Additionally, the type of venom preparation used (aqueous or depot) does not significantly impact the frequency of systemic AE or the overall effectiveness of VIT, but LLR are less frequently observed when depot preparations are used.

The study, conducted as an open, prospective, observational trial, involved 1,425 patients, with 1,342 receiving VIT.

During the up-dosing phase, 52.1% of patients took oral antihistamines as premedication, while during the maintenance phase, this figure dropped to 19.7%. The study found that taking antihistamines had no significant impact on the frequency of systemic AE. However, it did result in a reduction of large local reactions (LLR).

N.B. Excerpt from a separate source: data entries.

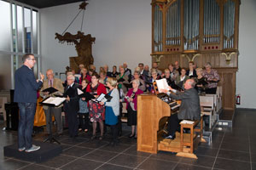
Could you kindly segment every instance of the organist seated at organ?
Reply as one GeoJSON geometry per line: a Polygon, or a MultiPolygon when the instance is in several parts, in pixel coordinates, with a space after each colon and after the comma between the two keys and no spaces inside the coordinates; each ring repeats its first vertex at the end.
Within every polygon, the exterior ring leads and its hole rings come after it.
{"type": "Polygon", "coordinates": [[[188,79],[184,83],[184,92],[178,92],[169,87],[169,89],[175,94],[171,94],[167,89],[160,89],[160,92],[166,94],[172,99],[182,101],[178,112],[172,115],[168,119],[168,133],[165,135],[166,139],[175,139],[175,132],[177,130],[181,121],[184,119],[200,120],[200,101],[195,85],[195,82],[193,79],[188,79]]]}

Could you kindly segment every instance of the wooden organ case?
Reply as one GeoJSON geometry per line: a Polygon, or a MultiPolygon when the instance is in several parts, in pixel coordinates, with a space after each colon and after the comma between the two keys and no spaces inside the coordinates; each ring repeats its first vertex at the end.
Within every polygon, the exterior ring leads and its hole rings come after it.
{"type": "MultiPolygon", "coordinates": [[[[137,150],[156,154],[168,117],[176,113],[179,104],[159,94],[141,94],[137,98],[137,150]]],[[[166,150],[162,149],[161,150],[166,150]]],[[[178,152],[177,147],[176,151],[178,152]]]]}
{"type": "Polygon", "coordinates": [[[152,0],[152,62],[210,62],[223,87],[223,108],[235,110],[240,0],[152,0]]]}

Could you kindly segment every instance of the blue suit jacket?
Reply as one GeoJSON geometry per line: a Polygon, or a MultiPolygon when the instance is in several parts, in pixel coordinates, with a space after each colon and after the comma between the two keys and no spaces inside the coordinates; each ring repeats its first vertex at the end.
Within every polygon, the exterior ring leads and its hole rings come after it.
{"type": "Polygon", "coordinates": [[[15,102],[37,103],[37,90],[43,82],[37,82],[32,70],[23,65],[15,71],[15,102]]]}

The choice of venom preparation was also examined, with aqueous preparations being favored for up-dosing (73.0%) and depot preparations for the maintenance phase (64.5%). The type of venom preparation used did not demonstrate a notable influence on the frequency of systemic AE or the overall effectiveness of VIT. However, LLR were less frequently observed when depot preparations were used.

Reference
Arzt-Gradwohl L, Annik Herzog S, Aberer W, et al. Influencing factors on the safety and effectiveness of venom immunotherapy. J Investig Allergol Clin Immunol. 2023;doi: 10.18176/jiaci.0967. Epub ahead of print. PMID: 37937715.